Teguran Soni yang diikuti oleh tangannya yang mengacak rambutku itu menyentakkanku dari lamunan.  Aku hanya mampu memandangnya sekilas, “Yeah....” sahutku singkat untuk kemudian menancapkan pandanganku pada layar kecil didepanku.

“Dari kita take off tadi kamu tak mengatakan apapun. Gugup? Ini penerbangan pertamamu?”

Aku tak perlu memikirka dalih untuk tingkahku sedari tadi. Dia sudah memberikan alasan yang bagus. Jadi aku menganggukkan kepalaku, “Sedikit,” jawabku pelan.

Diam sejenak. Lalu ku dengar dia menghela napas panjang, “Ya sudahlah. Nanti kita bisa langsung balik arah begitu kita transit,” putusnya.

“Apa? Balik? Kemana?” tanyaku sedikit kaget dan kontan berpaling melihatnya.

“Ke Indonesia. Berhubung kamu nggak suka, nanti kita bisa langsung balik lagi ke Indonesia begitu pesawat sudha mendarat dan isi bahan bakar.”

“JANGAN!!!” sergahku langsung. Alis kiri Soni terangkat dan pandangannya beralih pada tanganku yang sedikit mencengkeram lengan kanannya. Aku cepat-cepat melepas peganganku dengan sedikit tersipu.

“Jadi terus lanjut ke Paris nih?” tanya Soni lagi yang aku jawab dengan anggukan, “Terus kenapa dari tadi cemberut?”

“Siapa yang cemberut? Cuma sedikit gugup kok. Ini kan pertama kalinya aku naik pesawat. Lagipula wajar kan kalo aku 
kaget tiba-tiba diculik buat maen ke Eropah. Udah kayak jalan-jalan ke Ancol aja ngajaknya,” gerundengku pelan tanpa berani melihatnya.

“Beneran seneng? Gak ngambek?”

“Iya!! Bawel amat!” sahutku sedikit dongkol.

“Kalo gitu senyum dong! Tuh mulut dari tadi manyun mulu” pinta Soni dan menowel bahuku.

“Dih! Apaan coba?!”

Oh come on! Give me a smile!” goda Soni dan memainkan alisnya.

“OGAH!!!” sahutku keras kepala.

Come on! Say Pariiiss!!!!” goda Soni. Kali ini malah diikuti dengan gelitikan di pinggangku, membuatku sedikit terpekik dan belingsatan. Dan tanpa dapat kutahan, tawaku terdengar dengan memalukan. Untunglah hanya ada kami berdua disini. Jadi rasa maluku tidak perlu bertambah karena jadi perhatian penumpang lain.

Okay!

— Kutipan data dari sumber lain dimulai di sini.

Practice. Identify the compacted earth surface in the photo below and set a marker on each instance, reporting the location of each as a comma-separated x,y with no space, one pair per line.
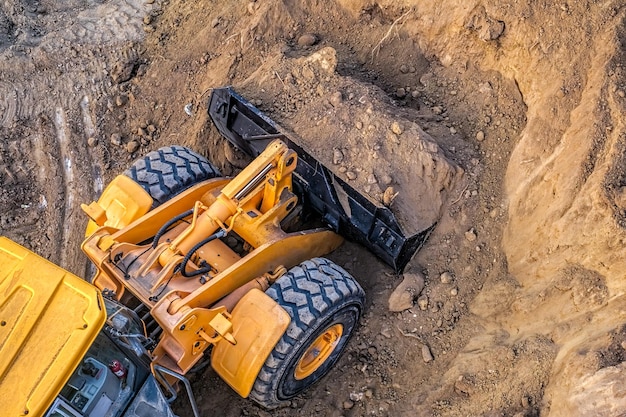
499,122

Stop!!” sahutku kalah. Heran! Sejak kapan sih dia jadi ngocol gini? Aku lalu menarik bibirku dan mencoba memberikan seulas senyum padanya, “Puas?”

“Eeeuuuhh...........itu senyum atau kamu lagi sakit gigi?”

Dengan kesal aku menabok tangannya. Soni tertawa kecil dan menghindarinya, “Gitu dong. Pokoknya kita akan bersenang-senang di Paris. Aku janji kamu gak akan menyesal. Aku akan urus semuanya, ok?” kata Soni dan meraih kepalaku. Dan sebelum aku menyadari apa yang hendak dia lakukan, dia menarikku dan mencium kepalaku sekilas.
WHOOAAAAHH!!!!!

Apa itu tadi?!!!

Dadaku sontan berdebar tak karuan!!

Tenang TJ! Dia tak bermaksud apa-apa. Dia hanya seorang teman!

Aku berkemik dalam hati. Mencoba mengendalikan diri dan menunduk. Pura-pura membetulkan tali sepatuku untuk menyembunyikan wajahku yang mungkin sudah merah padam. Sementara Soni bangkit setelah mengacak-acak sedikit rambutku, kembali ke tempat duduknya.